Our independent magazine is 10-years strong and one of the few remaining indies. We had many peers in the early Aughts, who are either extinct or bought up by corporations. Our motto: Not Dead Yet. I woke from that dream at 6:40 a.m., startling my girlfriend. As I threw on clothes, she asked in a drowsy fog what was wrong, to which I responded, “too much to explain, just inspired”. I knew I sounded like a lunatic, but I kissed her on the forehead and went into the living room to do work that gives me peace, even when it comes as a nightmare stealing my rest. Our “Best Music” list is quaint most months. It's not the list that gets you a European tour or a indie-major deal or into the Festival circuit, but it's an honest list. We promise to never make a list just to boil your blood with omissions and audacious ratings in the almighty name of SEO. We will do as we've always done: give props to the things we love most.

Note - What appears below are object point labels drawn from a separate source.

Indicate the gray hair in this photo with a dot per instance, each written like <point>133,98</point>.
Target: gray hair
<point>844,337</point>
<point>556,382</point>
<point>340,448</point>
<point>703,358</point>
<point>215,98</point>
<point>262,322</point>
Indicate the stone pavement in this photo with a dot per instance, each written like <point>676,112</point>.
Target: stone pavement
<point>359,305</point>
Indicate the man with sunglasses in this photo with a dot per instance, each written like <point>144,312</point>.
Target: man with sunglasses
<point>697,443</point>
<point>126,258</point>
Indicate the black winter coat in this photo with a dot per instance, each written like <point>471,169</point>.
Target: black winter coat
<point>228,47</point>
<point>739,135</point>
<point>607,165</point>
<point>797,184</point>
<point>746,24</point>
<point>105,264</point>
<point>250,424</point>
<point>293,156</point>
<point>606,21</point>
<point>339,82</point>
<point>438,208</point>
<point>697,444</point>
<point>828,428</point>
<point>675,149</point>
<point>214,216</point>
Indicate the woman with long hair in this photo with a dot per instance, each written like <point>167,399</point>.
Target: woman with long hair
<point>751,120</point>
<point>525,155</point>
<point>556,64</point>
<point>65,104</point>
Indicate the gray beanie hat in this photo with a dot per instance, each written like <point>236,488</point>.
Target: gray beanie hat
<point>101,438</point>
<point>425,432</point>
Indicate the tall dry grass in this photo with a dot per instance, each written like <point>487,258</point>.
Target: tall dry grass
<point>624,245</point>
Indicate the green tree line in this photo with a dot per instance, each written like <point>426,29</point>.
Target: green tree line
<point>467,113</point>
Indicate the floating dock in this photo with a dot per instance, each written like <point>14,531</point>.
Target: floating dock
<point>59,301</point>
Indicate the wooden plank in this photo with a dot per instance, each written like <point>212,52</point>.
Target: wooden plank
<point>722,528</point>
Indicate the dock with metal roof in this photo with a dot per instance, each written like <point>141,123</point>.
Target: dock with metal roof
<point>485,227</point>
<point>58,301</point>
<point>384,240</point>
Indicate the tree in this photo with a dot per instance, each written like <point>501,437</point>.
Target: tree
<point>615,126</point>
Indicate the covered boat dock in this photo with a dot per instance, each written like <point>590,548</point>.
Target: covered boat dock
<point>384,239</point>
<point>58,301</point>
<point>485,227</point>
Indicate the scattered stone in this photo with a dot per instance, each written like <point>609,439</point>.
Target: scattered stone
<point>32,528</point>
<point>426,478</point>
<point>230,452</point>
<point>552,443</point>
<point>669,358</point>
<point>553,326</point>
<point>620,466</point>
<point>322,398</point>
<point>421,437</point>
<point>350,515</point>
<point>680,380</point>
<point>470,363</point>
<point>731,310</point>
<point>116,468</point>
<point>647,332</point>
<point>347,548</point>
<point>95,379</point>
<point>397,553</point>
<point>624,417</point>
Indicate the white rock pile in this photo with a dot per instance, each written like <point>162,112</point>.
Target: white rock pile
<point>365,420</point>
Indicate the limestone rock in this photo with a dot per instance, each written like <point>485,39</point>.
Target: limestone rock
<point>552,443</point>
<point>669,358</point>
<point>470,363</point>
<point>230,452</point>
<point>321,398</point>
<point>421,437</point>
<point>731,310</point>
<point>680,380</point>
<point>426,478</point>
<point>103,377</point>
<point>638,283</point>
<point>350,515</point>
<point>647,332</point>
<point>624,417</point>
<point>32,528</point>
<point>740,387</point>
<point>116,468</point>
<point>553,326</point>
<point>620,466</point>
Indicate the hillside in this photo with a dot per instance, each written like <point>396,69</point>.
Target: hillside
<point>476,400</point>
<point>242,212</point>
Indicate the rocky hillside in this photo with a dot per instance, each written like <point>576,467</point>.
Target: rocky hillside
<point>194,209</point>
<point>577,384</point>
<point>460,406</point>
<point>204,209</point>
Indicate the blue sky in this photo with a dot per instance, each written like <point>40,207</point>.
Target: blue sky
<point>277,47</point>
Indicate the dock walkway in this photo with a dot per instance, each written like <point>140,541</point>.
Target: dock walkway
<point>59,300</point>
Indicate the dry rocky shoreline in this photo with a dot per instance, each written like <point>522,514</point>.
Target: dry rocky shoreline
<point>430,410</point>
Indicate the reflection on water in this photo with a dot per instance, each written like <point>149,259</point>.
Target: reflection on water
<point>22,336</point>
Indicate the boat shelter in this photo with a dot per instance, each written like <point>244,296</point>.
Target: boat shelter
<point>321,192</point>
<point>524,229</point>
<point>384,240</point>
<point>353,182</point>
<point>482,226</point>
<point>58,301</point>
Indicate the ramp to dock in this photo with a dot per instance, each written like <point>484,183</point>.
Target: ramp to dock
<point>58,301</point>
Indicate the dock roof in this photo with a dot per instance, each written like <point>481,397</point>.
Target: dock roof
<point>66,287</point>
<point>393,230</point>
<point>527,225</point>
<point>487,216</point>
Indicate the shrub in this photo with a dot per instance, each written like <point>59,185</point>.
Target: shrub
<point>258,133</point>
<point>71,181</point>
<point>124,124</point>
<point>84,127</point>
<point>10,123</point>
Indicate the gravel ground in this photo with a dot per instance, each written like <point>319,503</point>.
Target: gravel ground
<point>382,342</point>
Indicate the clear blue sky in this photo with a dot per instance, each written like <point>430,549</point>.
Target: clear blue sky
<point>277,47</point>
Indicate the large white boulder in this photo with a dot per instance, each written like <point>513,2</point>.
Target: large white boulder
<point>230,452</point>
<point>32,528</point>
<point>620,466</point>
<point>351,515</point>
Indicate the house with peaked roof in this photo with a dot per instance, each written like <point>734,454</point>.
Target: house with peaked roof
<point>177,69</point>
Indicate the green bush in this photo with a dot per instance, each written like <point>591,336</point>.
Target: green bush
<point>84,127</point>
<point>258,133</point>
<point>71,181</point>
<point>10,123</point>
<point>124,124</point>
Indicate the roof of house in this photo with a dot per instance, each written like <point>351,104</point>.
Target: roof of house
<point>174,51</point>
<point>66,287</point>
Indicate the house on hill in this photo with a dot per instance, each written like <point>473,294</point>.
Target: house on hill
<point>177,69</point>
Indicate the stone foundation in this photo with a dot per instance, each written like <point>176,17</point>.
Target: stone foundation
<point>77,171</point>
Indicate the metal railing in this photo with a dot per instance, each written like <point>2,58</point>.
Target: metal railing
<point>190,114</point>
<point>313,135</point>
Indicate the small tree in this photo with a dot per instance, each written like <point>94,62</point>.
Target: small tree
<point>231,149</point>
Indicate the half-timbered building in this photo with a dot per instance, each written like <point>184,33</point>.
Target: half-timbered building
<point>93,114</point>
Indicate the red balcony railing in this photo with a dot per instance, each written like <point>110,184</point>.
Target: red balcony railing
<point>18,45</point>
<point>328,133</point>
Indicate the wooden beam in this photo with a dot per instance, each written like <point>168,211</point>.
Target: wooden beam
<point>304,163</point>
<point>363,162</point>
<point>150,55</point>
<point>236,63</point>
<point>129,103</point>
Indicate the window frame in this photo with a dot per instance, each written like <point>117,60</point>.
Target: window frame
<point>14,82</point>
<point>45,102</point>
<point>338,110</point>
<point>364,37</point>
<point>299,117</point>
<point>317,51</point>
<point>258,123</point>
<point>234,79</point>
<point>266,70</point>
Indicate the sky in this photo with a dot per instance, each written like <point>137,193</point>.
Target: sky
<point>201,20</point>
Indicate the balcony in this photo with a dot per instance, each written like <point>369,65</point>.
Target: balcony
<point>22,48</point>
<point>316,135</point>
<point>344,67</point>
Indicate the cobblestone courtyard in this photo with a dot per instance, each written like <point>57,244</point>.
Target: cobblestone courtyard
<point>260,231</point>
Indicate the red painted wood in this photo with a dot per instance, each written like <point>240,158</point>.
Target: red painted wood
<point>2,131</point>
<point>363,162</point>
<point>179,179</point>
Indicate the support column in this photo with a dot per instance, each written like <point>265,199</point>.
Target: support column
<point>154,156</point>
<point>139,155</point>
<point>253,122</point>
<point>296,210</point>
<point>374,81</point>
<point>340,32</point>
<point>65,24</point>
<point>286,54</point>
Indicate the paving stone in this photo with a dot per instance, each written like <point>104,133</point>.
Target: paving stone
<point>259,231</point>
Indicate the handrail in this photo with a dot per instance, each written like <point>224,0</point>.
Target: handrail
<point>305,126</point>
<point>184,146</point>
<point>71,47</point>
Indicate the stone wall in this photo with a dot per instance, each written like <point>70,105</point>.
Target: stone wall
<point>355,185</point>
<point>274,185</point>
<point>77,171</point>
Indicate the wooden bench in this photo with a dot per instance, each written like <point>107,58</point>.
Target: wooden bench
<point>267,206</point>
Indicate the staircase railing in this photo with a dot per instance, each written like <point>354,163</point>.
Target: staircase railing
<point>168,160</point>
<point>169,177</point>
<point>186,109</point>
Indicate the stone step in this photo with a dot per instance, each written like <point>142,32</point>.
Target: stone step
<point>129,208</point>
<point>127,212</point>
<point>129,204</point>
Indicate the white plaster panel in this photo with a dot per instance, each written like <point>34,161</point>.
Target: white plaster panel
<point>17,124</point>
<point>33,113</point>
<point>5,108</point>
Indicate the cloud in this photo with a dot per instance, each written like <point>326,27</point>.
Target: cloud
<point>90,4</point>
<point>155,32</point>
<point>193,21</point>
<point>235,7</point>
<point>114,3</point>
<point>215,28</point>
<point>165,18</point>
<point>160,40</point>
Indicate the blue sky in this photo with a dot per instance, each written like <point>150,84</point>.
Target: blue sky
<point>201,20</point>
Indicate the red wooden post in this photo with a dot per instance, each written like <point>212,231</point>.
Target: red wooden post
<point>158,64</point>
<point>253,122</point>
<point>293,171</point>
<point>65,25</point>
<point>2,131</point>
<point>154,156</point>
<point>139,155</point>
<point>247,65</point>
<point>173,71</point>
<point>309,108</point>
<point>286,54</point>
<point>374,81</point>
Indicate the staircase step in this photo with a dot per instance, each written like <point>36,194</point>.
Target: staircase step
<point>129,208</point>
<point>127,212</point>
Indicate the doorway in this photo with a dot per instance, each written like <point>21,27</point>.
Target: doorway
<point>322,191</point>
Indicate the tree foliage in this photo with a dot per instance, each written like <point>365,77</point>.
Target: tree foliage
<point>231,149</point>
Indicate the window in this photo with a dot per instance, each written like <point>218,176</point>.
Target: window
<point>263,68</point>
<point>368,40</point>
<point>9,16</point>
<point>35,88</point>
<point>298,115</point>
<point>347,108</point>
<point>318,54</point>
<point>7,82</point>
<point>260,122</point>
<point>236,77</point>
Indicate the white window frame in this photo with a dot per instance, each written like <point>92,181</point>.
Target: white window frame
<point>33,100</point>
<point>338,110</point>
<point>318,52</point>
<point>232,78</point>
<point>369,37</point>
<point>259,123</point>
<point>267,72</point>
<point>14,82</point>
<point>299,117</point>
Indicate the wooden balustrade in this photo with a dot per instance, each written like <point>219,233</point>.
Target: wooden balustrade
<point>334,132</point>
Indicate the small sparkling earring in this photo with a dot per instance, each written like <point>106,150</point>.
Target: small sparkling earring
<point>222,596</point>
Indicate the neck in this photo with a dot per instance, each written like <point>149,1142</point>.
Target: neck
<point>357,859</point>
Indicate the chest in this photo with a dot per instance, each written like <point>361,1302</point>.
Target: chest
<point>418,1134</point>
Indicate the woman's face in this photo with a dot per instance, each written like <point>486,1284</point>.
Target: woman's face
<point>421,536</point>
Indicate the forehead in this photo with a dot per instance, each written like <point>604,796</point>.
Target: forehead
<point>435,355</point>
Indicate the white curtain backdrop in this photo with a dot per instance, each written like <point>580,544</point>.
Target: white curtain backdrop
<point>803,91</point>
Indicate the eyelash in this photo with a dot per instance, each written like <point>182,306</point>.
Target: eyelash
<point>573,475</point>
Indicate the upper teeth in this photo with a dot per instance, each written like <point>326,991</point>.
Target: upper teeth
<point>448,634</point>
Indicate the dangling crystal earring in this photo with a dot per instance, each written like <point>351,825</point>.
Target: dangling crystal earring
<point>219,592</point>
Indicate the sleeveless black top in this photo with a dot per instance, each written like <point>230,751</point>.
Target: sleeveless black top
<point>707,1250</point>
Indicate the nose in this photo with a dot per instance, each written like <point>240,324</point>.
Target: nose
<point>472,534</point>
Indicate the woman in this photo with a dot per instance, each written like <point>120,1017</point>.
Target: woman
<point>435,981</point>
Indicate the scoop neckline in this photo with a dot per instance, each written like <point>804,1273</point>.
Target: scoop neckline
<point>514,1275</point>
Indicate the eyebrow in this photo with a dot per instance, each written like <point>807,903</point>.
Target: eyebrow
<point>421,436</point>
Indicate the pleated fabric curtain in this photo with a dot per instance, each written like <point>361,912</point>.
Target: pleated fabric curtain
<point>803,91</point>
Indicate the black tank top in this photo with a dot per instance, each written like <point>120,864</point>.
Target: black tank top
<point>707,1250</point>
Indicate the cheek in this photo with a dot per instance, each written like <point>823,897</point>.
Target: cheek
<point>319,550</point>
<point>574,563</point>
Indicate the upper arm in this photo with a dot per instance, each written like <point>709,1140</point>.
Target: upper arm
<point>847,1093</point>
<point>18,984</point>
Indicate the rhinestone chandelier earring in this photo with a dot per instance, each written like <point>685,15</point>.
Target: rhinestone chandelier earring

August was a tough call. Do we give it to the gut-wrenching, nerve-testing risks of Swans 30-years-in-the-making record? Do we give it to Janka Nabay & the Bubu Gang for making our summer one of overwhelming and infectious joy, basically being the quintessential warm vibes album? Or do we give the honors to an underdog from New Jersey known as Spook Houses that made a reckless youth punk album, on a tried-and-true indie, that never gets old? Do we give it to all three?


The best albums of August 2012

Swans,Seer (Young God Records)

Following up the Swans re-activated debut after a 13 year break with My Father Will Guide Me With a Rope Up to the Sky; Michael Gira enlists vets like guitarist Norman Westberg, vocalist Jarboe, Karen O, and members of Akron/Family to bring you the largest Swans experiential album to date. If the opener “Lunacy” draws you into the epic void, Gira and company invite you to stay for the much talked about 32 minute epic title track and so much more.

Janka Nabay & the Bubu Gang, En Yay Sah (Luaka Bop)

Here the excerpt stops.